How To Install — Family-owned, 4.9★ rated, 15-year warranty
Pet turf in Dunwoody isn't just about creating a green lawn—it's about solving a real problem that homeowners in Georgetown, Winters Chapel, and Dunwoody Village face every spring. Your dog loves your yard. Your yard loves your dog less. Between the muddy paw prints tracked through the house, the dead spots where Fido has his favorite bathroom corner, and the constant battle with weeds in that shady corner near Brook Run Park's tree line, natural grass stops making sense pretty fast. Artificial pet turf changes that equation completely. You get a lawn that stays green year-round, drains properly so it never gets soggy (crucial in our DeKalb clay soil), and actually gets better with use instead of worse. No more replacing sod every other season. No more explaining to your neighbors why half your yard looks like a dust bowl. Pet-friendly artificial turf is engineered specifically to handle paws, claws, and everything that comes with them—and installation in a Dunwoody home is straightforward enough that most homeowners understand the process once you walk through it.
Dunwoody's soil is predominantly DeKalb clay, which is dense and doesn't drain well naturally. That's actually an advantage for artificial turf installation because you have solid base material to work with, but it means proper drainage planning during install is non-negotiable. Most residential lots in Georgetown and Winters Chapel are 0.25 to 0.5 acres, so you're typically looking at 2,500 to 4,000 square feet of usable yard space—manageable for DIY-minded homeowners, but dense enough that every detail matters. Shade is real here. Those mature trees that line properties near Dunwoody Village and around the perimeter create partial-shade conditions that many standard turf products struggle with. Pet turf designed for the Southeast handles dappled light better than you'd expect, but you'll want to confirm your specific shade patterns before install.

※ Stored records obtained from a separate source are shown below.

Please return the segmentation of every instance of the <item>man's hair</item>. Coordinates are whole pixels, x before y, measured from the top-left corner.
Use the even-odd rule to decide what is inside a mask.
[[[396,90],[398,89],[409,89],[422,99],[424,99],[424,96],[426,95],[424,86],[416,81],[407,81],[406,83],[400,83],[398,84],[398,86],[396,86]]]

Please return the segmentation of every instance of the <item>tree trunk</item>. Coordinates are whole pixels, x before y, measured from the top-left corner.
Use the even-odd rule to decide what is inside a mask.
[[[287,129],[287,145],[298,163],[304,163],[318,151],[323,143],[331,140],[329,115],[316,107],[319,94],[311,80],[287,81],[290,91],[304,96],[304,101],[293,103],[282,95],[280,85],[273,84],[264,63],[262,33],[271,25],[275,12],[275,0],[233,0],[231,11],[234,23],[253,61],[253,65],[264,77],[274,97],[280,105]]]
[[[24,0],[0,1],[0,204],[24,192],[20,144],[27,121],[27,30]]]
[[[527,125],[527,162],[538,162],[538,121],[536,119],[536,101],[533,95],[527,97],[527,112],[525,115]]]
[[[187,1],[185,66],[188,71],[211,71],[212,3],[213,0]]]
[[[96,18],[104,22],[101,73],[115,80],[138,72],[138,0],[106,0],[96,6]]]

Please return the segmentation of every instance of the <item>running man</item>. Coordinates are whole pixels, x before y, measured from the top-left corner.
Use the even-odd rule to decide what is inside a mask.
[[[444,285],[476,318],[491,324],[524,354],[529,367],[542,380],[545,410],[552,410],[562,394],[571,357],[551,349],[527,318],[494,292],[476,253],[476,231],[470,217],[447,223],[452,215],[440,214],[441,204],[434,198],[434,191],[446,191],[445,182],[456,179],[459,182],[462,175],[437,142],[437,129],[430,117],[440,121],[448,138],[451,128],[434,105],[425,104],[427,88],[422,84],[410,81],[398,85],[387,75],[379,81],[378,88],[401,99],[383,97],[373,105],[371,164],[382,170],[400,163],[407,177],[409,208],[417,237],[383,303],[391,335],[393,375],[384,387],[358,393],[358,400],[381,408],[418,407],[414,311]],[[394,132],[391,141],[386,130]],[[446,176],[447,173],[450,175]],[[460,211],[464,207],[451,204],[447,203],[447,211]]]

DeKalb County doesn't impose strict HOA rules on artificial turf in most Dunwoody neighborhoods, but check your community guidelines—some Georgetown properties have deed restrictions worth verifying upfront. Drainage and base preparation are where most DIY installs go sideways in this area. Our clay-heavy soil needs proper grading and a perforated base layer, not just topsoil and hope.
Absolutely, but you have to prepare the base right. DeKalb clay compacts solid, which is good for stability but bad for drainage if you don't add a permeable base layer. We use perforated underlayment and gravel base to keep water moving through, so urine and rainwater drain instead of pooling. It's an extra step that most DIY installs skip—and that's why they end up with soggy, smelly yards by July.
You can, and many Dunwoody homeowners do. The hardest part isn't the turf—it's preparing the base correctly for our soil type. You'll need to remove existing sod, level the ground, compact it, add your drainage layer, and then lay turf precisely. It's doable over a weekend if your lot is under 3,000 square feet, but measure twice and take your time on base prep or you'll regret it within a season.
Look for turf with a yarn height between 1.5 to 2 inches—tall enough that it doesn't feel plastic-y under paws, short enough that it dries fast and doesn't hide waste. Pet-specific products have infill designed to neutralize odor and provide better drainage than general-purpose turf, which matters in Dunwoody's humid summers and our clay drainage challenges.
Material runs $2 to $5 per square foot depending on quality; labor adds another $2 to $4 per square foot if you hire professionals. A typical Dunwoody residential yard (3,000 sq ft) costs $12,000 to $27,000 installed. DIY saves you the labor portion but requires renting equipment and sourcing materials yourself—most homeowners break even or go slightly over if you value your time.